Instead of requiring mounds of paperwork to document how colleges of education are preparing the next generation of teachers and educational leaders, the National Council for Accreditation of Teacher Education has approved a streamlined review system that is expected to bring more uniformity to the process.
The new process also shifts to the accrediting body itself much of the control that NCATE’s member organizations previously exercised.
Institutions seeking initial or renewed accreditation by the council for the programs they offer will now each submit a 25- to 35-page report showing how their graduates are meeting the standards of the 19 professional organizations that belong to NCATE, such as the National Council of Teachers of Mathematics, the Council for Exceptional Children, and the National Association of School Psychologists.
The report will have to include the results of assessments used to evaluate how well students know their academic content, how well they understand teaching and learning, and whether they are having an effect on student learning after they enter the field. Those assessments might include portfolios, research reports, exams, and student-teaching evaluations. The colleges will also be expected to submit scoring guides or criteria used to assess students.
The student-performance data “will give us far more pointed information when we do go on the visit,” said Arthur E. Wise, the president of the Washington-based NCATE.

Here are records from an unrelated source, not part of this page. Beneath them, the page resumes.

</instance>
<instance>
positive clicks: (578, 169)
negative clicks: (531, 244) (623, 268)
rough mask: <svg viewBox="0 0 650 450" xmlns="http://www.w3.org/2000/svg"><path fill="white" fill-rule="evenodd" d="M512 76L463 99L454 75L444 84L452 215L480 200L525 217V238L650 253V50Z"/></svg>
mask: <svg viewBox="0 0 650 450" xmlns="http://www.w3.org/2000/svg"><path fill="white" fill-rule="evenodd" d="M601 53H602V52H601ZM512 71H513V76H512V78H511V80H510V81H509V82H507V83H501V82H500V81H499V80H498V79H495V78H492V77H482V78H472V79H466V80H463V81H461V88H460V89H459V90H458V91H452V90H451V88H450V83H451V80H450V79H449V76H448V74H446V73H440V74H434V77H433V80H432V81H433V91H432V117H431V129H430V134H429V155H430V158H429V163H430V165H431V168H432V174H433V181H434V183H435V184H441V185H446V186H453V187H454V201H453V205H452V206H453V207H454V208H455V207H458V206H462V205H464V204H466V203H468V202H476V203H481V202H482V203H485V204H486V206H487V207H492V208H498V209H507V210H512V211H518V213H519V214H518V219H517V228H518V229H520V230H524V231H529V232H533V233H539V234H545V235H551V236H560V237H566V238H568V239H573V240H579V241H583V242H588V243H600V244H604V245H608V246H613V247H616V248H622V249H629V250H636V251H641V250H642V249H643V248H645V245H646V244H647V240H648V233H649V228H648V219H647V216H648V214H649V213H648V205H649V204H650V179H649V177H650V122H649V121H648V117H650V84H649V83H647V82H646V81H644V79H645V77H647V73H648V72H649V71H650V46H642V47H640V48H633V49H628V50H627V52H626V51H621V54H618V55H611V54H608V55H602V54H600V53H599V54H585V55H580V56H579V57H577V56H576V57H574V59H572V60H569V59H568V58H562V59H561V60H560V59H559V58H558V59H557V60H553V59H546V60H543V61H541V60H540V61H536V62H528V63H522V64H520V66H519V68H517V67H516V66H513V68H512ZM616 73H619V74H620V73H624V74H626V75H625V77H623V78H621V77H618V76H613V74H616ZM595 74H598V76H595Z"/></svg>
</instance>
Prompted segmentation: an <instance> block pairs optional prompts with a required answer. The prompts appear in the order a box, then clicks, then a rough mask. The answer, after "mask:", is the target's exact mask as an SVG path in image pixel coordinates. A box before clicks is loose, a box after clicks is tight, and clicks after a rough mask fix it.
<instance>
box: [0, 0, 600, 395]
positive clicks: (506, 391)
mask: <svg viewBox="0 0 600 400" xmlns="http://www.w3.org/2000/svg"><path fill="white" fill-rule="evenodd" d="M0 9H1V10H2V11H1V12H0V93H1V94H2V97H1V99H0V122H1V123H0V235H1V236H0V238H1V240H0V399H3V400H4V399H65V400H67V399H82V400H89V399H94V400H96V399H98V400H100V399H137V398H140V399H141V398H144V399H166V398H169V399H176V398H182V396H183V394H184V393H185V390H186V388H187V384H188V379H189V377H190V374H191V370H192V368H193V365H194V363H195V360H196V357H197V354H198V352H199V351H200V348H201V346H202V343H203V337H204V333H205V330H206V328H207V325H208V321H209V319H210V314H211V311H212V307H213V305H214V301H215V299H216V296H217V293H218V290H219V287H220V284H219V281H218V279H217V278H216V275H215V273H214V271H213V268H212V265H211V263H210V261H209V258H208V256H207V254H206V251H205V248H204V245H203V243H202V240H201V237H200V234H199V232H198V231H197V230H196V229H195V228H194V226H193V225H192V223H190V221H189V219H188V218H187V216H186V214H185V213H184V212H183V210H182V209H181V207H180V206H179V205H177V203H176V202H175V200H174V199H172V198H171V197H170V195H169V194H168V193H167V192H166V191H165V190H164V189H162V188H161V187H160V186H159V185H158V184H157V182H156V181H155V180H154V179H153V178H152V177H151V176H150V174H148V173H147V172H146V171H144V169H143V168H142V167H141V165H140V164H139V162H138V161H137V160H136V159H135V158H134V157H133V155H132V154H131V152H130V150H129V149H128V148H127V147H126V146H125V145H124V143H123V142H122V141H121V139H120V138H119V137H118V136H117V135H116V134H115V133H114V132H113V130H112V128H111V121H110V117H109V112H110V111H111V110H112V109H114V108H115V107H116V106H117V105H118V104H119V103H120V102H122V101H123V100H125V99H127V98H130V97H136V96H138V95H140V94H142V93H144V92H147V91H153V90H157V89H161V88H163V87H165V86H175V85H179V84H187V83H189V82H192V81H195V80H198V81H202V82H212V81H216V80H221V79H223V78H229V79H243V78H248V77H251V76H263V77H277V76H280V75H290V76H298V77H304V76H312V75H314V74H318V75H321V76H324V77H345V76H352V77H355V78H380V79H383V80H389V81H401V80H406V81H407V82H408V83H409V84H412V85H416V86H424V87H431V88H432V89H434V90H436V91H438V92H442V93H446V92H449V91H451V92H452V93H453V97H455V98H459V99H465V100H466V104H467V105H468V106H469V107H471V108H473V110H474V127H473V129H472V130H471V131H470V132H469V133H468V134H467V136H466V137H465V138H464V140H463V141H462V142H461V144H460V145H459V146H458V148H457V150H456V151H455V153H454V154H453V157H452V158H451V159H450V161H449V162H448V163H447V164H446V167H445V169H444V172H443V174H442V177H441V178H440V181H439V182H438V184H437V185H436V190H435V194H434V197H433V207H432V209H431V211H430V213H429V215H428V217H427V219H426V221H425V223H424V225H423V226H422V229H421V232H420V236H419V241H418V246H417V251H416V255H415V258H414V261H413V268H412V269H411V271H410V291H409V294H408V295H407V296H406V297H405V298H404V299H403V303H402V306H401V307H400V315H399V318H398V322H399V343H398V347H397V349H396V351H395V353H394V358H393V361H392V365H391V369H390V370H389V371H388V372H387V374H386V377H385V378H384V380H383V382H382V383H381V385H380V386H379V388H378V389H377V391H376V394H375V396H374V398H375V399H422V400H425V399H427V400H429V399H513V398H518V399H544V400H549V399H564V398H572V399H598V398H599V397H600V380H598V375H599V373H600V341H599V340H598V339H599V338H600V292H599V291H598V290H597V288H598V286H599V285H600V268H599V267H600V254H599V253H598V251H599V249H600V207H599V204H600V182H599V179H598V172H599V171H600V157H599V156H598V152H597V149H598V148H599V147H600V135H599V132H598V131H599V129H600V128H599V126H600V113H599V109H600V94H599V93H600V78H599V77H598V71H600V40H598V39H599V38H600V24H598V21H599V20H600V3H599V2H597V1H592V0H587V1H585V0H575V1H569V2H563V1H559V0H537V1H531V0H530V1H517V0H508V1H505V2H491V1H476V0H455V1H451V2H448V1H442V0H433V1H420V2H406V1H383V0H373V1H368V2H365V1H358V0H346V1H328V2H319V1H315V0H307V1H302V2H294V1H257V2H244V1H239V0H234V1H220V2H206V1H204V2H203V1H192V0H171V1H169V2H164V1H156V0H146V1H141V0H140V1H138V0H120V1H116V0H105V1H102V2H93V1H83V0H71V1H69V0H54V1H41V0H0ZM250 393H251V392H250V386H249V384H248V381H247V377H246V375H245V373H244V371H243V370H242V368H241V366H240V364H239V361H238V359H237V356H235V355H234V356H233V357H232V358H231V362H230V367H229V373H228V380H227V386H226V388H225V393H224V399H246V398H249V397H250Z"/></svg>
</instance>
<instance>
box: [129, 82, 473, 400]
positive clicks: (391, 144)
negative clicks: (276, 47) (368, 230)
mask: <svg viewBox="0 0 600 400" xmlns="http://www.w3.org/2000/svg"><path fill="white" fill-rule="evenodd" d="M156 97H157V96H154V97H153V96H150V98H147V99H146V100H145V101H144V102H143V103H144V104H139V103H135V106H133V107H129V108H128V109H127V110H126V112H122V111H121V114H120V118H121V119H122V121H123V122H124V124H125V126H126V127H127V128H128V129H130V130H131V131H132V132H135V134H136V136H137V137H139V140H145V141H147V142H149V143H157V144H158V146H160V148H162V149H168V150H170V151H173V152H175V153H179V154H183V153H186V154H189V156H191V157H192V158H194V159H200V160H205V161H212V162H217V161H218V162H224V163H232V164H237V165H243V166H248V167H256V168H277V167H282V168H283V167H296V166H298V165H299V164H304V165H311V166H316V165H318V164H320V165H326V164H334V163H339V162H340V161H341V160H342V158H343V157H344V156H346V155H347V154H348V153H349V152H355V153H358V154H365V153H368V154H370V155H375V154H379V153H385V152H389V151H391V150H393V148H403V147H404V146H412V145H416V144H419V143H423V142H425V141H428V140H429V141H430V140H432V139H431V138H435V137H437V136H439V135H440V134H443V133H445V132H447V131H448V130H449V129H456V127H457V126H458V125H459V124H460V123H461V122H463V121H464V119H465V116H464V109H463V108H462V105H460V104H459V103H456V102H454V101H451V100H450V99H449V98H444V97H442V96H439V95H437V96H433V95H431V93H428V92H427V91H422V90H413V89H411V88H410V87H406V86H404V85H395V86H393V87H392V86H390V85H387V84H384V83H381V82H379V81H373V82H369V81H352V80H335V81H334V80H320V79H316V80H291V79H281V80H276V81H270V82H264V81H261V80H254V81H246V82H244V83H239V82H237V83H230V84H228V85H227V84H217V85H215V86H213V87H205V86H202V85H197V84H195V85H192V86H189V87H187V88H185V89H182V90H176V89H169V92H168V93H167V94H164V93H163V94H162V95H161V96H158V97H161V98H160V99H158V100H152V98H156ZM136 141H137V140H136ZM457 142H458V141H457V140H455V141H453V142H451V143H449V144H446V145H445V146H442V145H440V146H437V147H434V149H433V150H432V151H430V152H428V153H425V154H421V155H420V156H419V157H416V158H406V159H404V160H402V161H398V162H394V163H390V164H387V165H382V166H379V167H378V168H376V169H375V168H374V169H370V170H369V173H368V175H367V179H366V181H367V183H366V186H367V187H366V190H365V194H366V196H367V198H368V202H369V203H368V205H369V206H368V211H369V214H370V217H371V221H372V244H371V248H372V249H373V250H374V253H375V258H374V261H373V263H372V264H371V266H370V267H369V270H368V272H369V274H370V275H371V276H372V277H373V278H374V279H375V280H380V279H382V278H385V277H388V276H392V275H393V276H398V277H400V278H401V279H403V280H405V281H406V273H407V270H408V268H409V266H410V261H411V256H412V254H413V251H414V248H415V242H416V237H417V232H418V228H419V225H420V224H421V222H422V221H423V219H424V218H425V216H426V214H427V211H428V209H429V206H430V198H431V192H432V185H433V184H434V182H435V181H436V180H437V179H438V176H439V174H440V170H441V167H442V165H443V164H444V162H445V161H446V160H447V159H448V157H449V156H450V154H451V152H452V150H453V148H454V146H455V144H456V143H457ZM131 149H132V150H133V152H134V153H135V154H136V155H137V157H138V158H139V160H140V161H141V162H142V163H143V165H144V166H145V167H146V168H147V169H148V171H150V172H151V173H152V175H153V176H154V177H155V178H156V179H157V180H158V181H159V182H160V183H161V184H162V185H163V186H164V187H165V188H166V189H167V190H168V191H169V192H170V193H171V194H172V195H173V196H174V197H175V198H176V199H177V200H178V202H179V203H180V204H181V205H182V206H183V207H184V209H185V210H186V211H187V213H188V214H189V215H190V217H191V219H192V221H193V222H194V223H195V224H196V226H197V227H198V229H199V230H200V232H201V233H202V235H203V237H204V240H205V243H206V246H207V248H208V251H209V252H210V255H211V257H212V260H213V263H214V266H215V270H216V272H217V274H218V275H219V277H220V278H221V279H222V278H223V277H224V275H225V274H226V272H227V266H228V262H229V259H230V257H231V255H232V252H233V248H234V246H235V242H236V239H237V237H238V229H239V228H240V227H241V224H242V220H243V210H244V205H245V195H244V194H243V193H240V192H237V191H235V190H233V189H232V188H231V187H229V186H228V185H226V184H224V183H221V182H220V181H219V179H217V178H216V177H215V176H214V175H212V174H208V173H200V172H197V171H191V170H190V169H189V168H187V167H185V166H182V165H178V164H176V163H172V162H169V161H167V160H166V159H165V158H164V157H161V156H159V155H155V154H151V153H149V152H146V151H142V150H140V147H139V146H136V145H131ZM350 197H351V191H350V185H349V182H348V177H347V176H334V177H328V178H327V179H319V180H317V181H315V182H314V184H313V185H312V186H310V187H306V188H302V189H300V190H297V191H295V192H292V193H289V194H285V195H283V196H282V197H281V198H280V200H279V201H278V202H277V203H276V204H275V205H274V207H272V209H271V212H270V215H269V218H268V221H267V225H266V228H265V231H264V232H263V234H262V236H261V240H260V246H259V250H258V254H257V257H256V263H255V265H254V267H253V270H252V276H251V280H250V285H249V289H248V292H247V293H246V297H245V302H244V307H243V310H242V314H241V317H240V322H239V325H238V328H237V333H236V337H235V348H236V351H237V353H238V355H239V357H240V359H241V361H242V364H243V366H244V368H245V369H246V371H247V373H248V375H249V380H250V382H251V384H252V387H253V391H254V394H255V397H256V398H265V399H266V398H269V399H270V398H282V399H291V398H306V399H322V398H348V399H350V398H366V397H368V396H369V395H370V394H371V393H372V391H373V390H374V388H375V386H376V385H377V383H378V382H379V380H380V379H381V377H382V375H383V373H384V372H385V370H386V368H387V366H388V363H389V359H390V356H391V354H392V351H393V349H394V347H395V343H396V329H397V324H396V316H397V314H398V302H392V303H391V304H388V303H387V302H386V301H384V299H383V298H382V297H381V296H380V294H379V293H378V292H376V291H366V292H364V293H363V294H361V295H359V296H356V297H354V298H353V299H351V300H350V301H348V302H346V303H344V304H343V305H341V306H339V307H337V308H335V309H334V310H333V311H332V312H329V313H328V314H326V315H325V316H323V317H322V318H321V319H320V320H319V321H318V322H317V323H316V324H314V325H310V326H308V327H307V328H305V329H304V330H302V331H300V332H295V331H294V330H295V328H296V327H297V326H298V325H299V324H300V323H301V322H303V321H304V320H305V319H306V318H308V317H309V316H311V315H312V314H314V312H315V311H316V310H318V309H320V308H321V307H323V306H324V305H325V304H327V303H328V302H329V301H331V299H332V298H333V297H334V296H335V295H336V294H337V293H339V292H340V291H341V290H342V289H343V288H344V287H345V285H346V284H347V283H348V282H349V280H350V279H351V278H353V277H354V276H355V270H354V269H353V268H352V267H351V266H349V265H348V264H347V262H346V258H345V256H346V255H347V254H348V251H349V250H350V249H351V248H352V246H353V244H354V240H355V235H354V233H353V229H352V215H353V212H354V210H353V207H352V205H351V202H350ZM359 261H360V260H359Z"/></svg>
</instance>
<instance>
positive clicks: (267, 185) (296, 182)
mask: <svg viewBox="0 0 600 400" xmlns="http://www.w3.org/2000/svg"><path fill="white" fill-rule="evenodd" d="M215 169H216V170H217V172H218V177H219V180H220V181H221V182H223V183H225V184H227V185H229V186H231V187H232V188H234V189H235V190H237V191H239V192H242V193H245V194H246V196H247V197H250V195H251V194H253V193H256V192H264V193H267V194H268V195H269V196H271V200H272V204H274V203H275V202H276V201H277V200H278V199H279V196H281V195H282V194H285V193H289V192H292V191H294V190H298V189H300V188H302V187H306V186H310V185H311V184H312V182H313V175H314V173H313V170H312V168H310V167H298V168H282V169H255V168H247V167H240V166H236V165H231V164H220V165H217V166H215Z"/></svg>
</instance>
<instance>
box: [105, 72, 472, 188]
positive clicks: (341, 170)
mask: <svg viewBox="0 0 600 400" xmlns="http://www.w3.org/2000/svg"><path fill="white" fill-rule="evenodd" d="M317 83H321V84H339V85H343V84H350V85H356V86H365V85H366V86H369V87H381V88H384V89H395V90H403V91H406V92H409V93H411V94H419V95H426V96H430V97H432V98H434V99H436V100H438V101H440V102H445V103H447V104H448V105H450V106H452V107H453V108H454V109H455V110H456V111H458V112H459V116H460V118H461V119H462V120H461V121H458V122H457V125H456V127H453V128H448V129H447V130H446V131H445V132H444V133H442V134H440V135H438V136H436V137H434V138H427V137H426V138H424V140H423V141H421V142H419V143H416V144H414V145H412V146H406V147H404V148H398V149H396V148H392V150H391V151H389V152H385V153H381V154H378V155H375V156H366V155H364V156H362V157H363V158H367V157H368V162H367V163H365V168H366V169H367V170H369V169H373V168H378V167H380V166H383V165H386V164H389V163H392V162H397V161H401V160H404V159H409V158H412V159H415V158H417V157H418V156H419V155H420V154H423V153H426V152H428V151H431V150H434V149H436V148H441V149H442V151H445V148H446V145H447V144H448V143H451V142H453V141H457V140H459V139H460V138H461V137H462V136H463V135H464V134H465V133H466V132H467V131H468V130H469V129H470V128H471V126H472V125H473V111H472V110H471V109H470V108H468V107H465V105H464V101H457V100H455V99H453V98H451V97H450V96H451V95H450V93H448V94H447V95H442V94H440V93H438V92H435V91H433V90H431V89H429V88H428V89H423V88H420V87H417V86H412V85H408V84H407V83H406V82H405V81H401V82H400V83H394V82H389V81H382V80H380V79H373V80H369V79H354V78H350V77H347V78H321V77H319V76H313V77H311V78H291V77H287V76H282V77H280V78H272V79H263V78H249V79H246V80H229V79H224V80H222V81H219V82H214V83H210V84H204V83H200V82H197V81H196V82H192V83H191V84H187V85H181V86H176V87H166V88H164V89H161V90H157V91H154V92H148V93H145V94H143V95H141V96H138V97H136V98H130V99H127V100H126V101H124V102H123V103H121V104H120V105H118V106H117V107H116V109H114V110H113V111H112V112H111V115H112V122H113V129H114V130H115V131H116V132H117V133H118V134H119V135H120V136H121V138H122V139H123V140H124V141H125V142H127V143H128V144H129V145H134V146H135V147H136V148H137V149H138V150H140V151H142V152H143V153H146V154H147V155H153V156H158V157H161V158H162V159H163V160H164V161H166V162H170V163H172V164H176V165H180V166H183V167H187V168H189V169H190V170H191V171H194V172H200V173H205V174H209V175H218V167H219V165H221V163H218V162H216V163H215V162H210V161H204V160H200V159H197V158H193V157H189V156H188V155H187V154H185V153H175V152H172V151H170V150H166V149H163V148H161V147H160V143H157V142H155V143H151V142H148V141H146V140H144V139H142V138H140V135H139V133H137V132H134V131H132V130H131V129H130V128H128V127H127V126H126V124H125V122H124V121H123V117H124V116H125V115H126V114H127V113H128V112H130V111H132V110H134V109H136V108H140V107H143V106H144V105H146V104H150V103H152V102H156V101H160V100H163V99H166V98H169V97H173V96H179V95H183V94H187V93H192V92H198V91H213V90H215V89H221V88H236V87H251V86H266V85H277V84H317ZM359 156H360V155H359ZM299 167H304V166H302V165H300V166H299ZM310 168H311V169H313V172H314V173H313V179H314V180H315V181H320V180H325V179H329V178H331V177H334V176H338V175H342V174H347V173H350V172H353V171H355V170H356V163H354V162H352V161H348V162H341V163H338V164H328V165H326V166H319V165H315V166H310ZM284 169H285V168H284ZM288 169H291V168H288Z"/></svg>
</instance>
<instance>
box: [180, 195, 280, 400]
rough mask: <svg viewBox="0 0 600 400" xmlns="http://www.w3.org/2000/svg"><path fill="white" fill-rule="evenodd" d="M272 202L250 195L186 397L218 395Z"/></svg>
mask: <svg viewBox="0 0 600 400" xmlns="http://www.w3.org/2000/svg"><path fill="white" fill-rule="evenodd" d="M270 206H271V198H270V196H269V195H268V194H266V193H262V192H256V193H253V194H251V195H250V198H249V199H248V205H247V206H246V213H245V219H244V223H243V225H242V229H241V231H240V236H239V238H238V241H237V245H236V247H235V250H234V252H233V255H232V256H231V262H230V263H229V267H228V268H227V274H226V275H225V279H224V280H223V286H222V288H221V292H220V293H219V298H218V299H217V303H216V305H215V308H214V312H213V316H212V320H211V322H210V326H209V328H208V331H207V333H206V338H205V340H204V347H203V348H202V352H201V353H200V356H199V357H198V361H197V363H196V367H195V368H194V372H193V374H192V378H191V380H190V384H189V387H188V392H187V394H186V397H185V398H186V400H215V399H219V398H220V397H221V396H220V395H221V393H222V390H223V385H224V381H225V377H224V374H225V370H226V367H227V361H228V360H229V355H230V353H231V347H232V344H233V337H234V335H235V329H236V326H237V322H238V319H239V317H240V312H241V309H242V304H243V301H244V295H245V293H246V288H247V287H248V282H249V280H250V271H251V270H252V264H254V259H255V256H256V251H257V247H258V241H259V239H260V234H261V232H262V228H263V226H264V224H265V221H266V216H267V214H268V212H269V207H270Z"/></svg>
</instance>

Although colleges will have flexibility on the kinds of assessments they choose to submit, they will have to include any tests required by their respective states, such as the Praxis II, produced by the Educational Testing Service in Princeton, N.J. At least 80 percent of the candidates must pass their state’s licensing exam for a program to earn accreditation.
In some cases, Mr. Wise said, “colleges will have to do some work to help us understand their grading or examination systems,” but “many will be on the cutting edge of figuring out how to assess student performance.”
A Web-Based System
The new process, which was approved by the 30-member NCATE executive board this month and is expected to go into effect Sept. 1, will also be entirely Web-based. Moving to an electronic system will allow NCATE and other interested organizations and scholars to compare data from institutions more effectively, Mr. Wise said.
The changes represent the recommendations made by a task force that began working on the issues more than a year ago, and they bring the organization’s efforts to move to a performance-based system to “full flower,” he added.
Control Shifts
NCATE also has an ongoing project with the ETS to set a common score or benchmark on the Praxis II, which would bring even more consistency and comparisons across states. (“Popular Licensing Exam to Get Solo Cutoff Score,” June 11, 2003.)
Moreover, the accrediting body will have more control over how the programs at the institutions are judged. Previously, each of the 19 professional groups had its own way of determining whether a college had met its standards.
“The institutions were challenged in the past because there were [so many] different managers explaining things to them,” Mr. Wise said. “They will like it that there will be greater consistency.”
David G. Imig, the president and chief executive officer of the Washington-based American Association of Colleges of Teacher Education, a member of NCATE, agreed that colleges had been pressing for more regularity.
“It became very, very complex, and places just got discombobulated,” he said. “In general, we’re pleased with the changes.”
While the member associations will still choose and train the people who evaluate the colleges, NCATE will now be in charge of the program review.
James M. Rubillo, the executive director of the National Council of Teachers of Mathematics, based in Reston, Va., and a member of the task force that made the recommendations, said that the new structure also eliminates the possibility of a conflict of interest that could arise when a college seeks advice about accreditation from the subject-matter association in charge of granting it.
“I feel that this is better for the [specialty associations], for the institutions, and it clarifies everyone’s role,” he said.